Just about the only thing the members of Black Sabbath could agree on during the sessions for their eighth studio album, Never Say Die!, was that nobody was enjoying themselves. It was the winter of 1978, ten years into the band’s career, and a combination of all the usual issues—drug addiction, creative differences, studio problems, threats of quitting—was bringing the whole project to a breaking point.
Ozzy Osbourne was said to have point-blank refused to sing on a couple of the tracks, and as a surprise to no one, he would soon leave the band for a solo career. Critics and fans seemed to pick up on all this chaos when Never Say Die! was finally released, as the record was met with broad derision. More than 40 years later, though, some of these songs are surprising more as intriguing experiments rather than disappointing misfires.
For example, the track ‘Air Dance’, featuring a lead keyboard line from Deep Purple’s Don Airey, was downright disturbing to some Sabbath loyalists in 1978. Had the dark lords of metal dared to tip their toes into the murky waters of jazz? Well, yes, they had. But according to bassist Geezer Butler, that wasn’t such a dramatic left turn from the sort of varied songwriting they’d always done.
“Our albums, we’d go from really heavy stuff to jazz,” he told Songfacts in 2024. “‘Air Dance,’ for instance – that’s totally jazz. The very first songs we wrote, [drummer] Bill Ward was really influenced by Buddy Rich, so he had this swing feel to his drumming. We didn’t want to be restricted to any one particular sound, so we used to love experimenting when we had the time to do it.”
The time to do it, apparently, was a doomed wintertime recording session in Toronto, Canada, in a low-rent studio that Tony Iommi had booked and quickly came to regret. With Ozzy disappearing and reappearing like the shifting winds off Lake Ontario, the rest of the guys used some of their time to take some swings they might not have on earlier, admittedly more cohesive Sabbath records.

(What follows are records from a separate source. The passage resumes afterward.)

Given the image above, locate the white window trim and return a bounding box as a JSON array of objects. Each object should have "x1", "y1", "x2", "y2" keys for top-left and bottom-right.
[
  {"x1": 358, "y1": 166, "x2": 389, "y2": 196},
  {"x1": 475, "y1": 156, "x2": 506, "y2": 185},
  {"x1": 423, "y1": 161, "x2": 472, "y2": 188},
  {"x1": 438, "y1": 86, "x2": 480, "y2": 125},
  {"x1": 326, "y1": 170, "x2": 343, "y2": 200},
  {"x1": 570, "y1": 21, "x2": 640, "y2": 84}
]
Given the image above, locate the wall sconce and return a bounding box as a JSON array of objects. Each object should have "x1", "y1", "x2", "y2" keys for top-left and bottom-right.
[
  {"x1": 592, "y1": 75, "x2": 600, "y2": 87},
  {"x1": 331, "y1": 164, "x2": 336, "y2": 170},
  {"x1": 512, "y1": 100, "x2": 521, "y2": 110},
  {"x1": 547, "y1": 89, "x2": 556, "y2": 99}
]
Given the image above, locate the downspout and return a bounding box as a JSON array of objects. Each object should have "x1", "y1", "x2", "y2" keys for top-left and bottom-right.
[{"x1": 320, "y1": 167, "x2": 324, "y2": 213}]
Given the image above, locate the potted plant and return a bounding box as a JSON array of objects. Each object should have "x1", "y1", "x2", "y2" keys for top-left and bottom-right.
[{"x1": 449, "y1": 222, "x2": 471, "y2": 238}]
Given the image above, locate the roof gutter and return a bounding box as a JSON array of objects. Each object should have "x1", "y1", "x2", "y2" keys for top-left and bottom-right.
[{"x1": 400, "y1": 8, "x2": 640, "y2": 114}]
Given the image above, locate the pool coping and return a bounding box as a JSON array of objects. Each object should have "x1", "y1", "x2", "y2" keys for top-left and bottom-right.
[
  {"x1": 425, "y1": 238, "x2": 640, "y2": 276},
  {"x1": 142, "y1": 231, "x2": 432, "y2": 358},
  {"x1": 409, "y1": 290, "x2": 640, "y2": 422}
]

It was partly to kill the hours and partly a subtle nod to the fact that the stakes had been lowered.
“Never Say Die! was a patch-up kind of an album,” Butler told Guitar World. “People didn’t realise that it was sort of tongue-in-cheek, the ‘never say die’ thing. Because we knew that was it; we just knew it was never going to happen again. We did this 10th-anniversary tour with Van Halen in 1978, and everybody’s going, ‘Here’s to another 10 years!’ And I’m going, (rolls eyes) ‘Yeah, sure!'”
“We were just a fucking bunch of guys drowning in the fucking ocean,” Ozzy clarified in an interview with Spin in 2013. “We weren’t getting along with each other and we were all fucked-up with drugs and alcohol. And I got fired. It was just a bad thing. You try to lift your head up above water, but eventually the tide sucks you under.”
Or, like the fighter pilots pictured on the cover art of Never Say Die!, you can crash-land into the water and hope for the best. In 1978, Black Sabbath fans weren’t exactly ready and willing to accept what that sort of desperation sounded like, but from the safe distance of over four decades later, it feels a bit more noble that a band, stretched to its absolute limits, was still willing to try some interesting things, rather than phoning in half a dozen re-approximations of ‘War Pigs’.
Then again, Geezer Butler also later admitted that Never Say Die! was, nonetheless, the worst album Black Sabbath ever made. So perhaps a revisionist assessment can only go so far.